Dr. Bob died in 1950. He had been Sister Ignatia's partner in the work for eleven years. In August 1952, the Sisters of Charity transferred Sister Ignatia to St. Vincent Charity Hospital in Cleveland to set up a new alcoholism ward. She agreed under one specific condition. The new ward had to have a real coffee bar — not a folding table, not a coffee urn on a cart, an actual permanent coffee bar with proper equipment.
When a hospital administrator questioned the cost, she famously said: "Let's forget about it if you're not going to give us the proper setup."

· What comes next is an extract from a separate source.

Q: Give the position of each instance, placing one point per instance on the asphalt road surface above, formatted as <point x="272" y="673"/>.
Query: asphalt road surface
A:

The coffee bar was built. The ward was named Rosary Hall Solarium. Its initials, RHS, were chosen to honor Robert Holbrook Smith. The ward accepted its first patient on December 15, 1952.
Across her career at St. Thomas in Akron and St. Vincent in Cleveland, Sister Ignatia is credited by the Sisters of Charity of St. Augustine archives with personally helping approximately 15,000 alcoholics through detoxification and entry into AA recovery. She is also credited with helping approximately 60,000 family members through Al-Anon sessions she initiated for the spouses, parents, and children of alcoholic patients. She received the Poverello Medal from the College of Steubenville in 1949 in recognition of her work. In 1961, President John F. Kennedy sent her a personal letter acknowledging her contribution to American public health. By every account from those who knew her, she treated the recognition the way she had treated everything else — quietly, without ceremony, and then back to work.
She refused, in every interview, to take credit for what had been built. The AA members did the real work, she said. She had only opened the door.
Failing health forced her retirement in May 1965. She died in Cleveland on April 1, 1966, at the age of 77. Her funeral filled every pew in the church. Men came from across the country — fathers, teachers, veterans, businessmen, doctors, factory workers, lawyers — and stood at her casket. Every one of them, in his own life, had at some point hit a place from which he could not see his way out. Every one of them had stood in front of Sister Ignatia and been told that he was, in spite of his own conviction otherwise, worth helping.
St. Thomas Hospital, where the first alcoholic patient in U.S. medical history was admitted to the flower room in August 1939, closed in 2023 as part of the consolidation of Akron's Summa Health System.
What she started in that flower room did not close.
Today, addiction medicine exists in every major American city. Alcoholism is, by medical and scientific consensus, classified as a disease. AA exists in every country in the world. The medallions are still given out. The coffee pots are still kept full. The framework for treating addiction as a treatable medical condition rather than as a moral failure was not built in a research lab or by an act of Congress.
It started with one nun, a flower room, a sick man, and the decision — made quietly, without permission, against hospital policy, on August 16, 1939 — that the door was going to stay open.